Features

Emerging concerns

Cynnal Cymru – Sustain Wales, an independent not-for-profit company, is working closely with the Welsh Government to promote understanding of and action on Sustainable Development

Arts Professional
4 min read

In spring 2010, a chance meeting between Fern Smith, actor and manager of Swansea-based Volcano theatre company, and Rhodri Thomas, Development Officer for Cynnal Cymru-Sustain Wales and a former professional actor, led to the birth of the Emergence – Eginiad initiative. At the time, Fern was on a sabbatical funded through the Clore Fellowship, and helping the Julie’s Bicycle organisation to quantify the environmental impacts of touring theatre. Rhodri was trying to involve the arts community in a dialogue – to face up to the realities of the global environmental crisis and the profound cultural changes that these major threats necessitate. Together they conceived of and co-produced the Emergence initiative, at first with Fern seconded to Cynnal Cymru and later as a partnership project with the Volcano theatre company.

The on-going aims of Emergence are to develop a low-carbon arts infrastructure, including the management and development of venues, whilst also developing the role of the arts as a crucible of ideas and visions for a low-carbon ‘One Planet Wales’. The latter phrase relates to the Welsh Government’s sustainable development scheme ‘One Wales One Planet’ and the Ecological Footprinting method that calculates that we in the UK are living a lifestyle that requires the resources of three planets to sustain itself.

Emergence-Eginiad owes its success to the development of a wide partnership, headed by Cynnal Cymru and Volcano but involving leading venues and other organisations in Wales – National Theatre Wales, the RSA Fellowship, Julies Bicycle, The Centre For Alternative Technology, The Welsh Government, British Council and The Arts Council of Wales (ACW). The senior management of the ACW recognised the significance of the initiative and like the British Council, awarded funding to help deliver three major conferences around Wales. These presented an opportunity for arts professionals to network, share ideas and get tools for a more sustainable practice; to celebrate the anarchic and unpredictable spirit of art, and learn practical ways in which artists can make a difference.
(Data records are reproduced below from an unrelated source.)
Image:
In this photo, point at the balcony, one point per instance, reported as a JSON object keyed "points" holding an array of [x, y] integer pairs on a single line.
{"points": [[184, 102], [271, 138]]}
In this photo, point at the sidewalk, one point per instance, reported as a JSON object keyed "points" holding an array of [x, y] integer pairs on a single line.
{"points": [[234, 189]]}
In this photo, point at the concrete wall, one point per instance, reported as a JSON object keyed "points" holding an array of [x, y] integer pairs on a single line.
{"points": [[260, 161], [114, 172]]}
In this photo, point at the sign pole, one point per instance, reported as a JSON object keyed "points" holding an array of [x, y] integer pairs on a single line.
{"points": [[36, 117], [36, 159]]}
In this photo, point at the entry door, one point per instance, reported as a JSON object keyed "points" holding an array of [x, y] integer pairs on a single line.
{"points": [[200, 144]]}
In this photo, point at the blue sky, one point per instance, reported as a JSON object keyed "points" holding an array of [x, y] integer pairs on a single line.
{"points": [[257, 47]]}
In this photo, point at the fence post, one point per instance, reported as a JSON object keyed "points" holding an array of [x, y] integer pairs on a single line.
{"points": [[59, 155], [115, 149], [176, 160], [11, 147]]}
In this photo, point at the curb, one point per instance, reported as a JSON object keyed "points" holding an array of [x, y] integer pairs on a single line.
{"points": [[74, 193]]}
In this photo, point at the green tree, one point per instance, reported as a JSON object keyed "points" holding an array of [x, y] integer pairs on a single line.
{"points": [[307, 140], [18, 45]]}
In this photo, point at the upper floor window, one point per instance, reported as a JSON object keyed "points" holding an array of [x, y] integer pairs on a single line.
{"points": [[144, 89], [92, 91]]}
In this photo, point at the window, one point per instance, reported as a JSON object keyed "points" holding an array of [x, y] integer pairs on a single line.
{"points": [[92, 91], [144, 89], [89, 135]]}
Speakers have included Lucy Neal, Ben Todd from Arcola Theatre in London, Judith Knight of Arts Admin, Alison Tickell of Julie’s Bicycle, artist Bedwyr Williams, poet Menna Elfyn, John E. McGrath (Artistic Director of National Theatre Wales), scientist Jean Bolton and teacher and visionary Satish Kumar. Edited transcripts of all the talks given at the conferences plus contact details of support agencies and on-line resources have been published in a bilingual report, online at Sustain Wales and Volcano Theatre.

Since the conferences, a number of spin-off initiatives are presenting exciting opportunities. For example, a forum of Welsh-based venues and touring companies is to collaborate on lowering the environmental impacts of their operations; there will be a report by Lorraine Frater of Cardiff University on the environmental impacts of touring theatre; and plans are taking shape for a major international summit in 2012 at which artists and scientists will seek to establish common ground.

At the second conference, Satish Kumar explained what Emergence means – aligning your life and actions with the self-organising processes of nature, allowing change to occur. But what about Eginiad? It is a Welsh word. Its most direct translation is ‘germination’ and it refers to the sprouting forth of new growth. Emergence-Eginiad is a passionate act of faith – a statement of what Rhodri and Fern hope will be the unfurling of a new age of spiritual, scientific and artistic enlightenment at this our darkest hour, this time of change.